Chindew Hindew

There's another howler in this week's edition of The New Yorker, this one perpetrated by our old friend Alec Wilkinson. Near the end of a characteristically unobservant "Talk of the Town" piece about photography at Chinese weddings, he blurts out:

Her expression changed only twice. Once, when the photographer said something that sounded like "Chindew, hindew," she smiled.

Now, I don't know Chinese, and I know still less about Chinese wedding photography. But it doesn't take a Chinese linguist to observe that the photographer almost certainly said something more meaningful than "Chindew, hindew." After all, the sounds are all found in Chinese. Try writing it as qin du hin du and you even have something that looks like pinyin. I'd be shocked if it didn't mean something appropriate in the context of having one's picture taken.

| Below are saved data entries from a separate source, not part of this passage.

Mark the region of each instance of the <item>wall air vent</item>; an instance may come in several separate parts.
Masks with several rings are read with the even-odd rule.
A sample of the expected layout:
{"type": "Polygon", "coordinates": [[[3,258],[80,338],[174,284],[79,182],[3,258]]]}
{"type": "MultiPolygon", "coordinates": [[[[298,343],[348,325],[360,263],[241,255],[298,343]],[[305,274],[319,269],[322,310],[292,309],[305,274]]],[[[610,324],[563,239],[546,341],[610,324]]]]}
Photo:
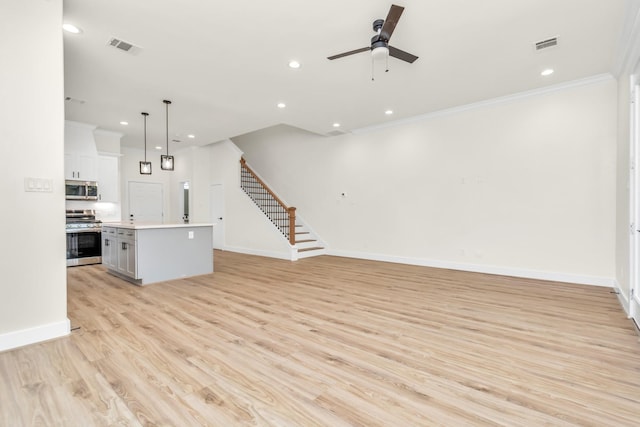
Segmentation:
{"type": "Polygon", "coordinates": [[[344,135],[346,132],[342,132],[341,130],[333,130],[331,132],[328,132],[327,135],[329,136],[340,136],[340,135],[344,135]]]}
{"type": "Polygon", "coordinates": [[[136,54],[140,50],[140,48],[133,43],[126,42],[124,40],[117,39],[115,37],[111,37],[107,42],[107,46],[115,47],[123,52],[136,54]]]}
{"type": "Polygon", "coordinates": [[[535,44],[535,48],[536,51],[539,52],[543,49],[548,49],[550,47],[554,47],[558,45],[558,38],[557,37],[553,37],[550,39],[546,39],[546,40],[541,40],[539,42],[536,42],[535,44]]]}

Not that I hold it against Wilkinson that he doesn't speak Chinese. Reporters don't have to know everything before they start on a story. I do hold it against Wilkinson that he didn't try to find someone who does speak Chinese to translate at least that much for him. Reporters are supposed to find things out, after all. I mean, come on. How did this one get past Wilkinson, his editor, and his fact-checker? Did no one at "the magazine" feel even the slightest curiosity about what short remark might cause a blushing bride to smile on a cold day?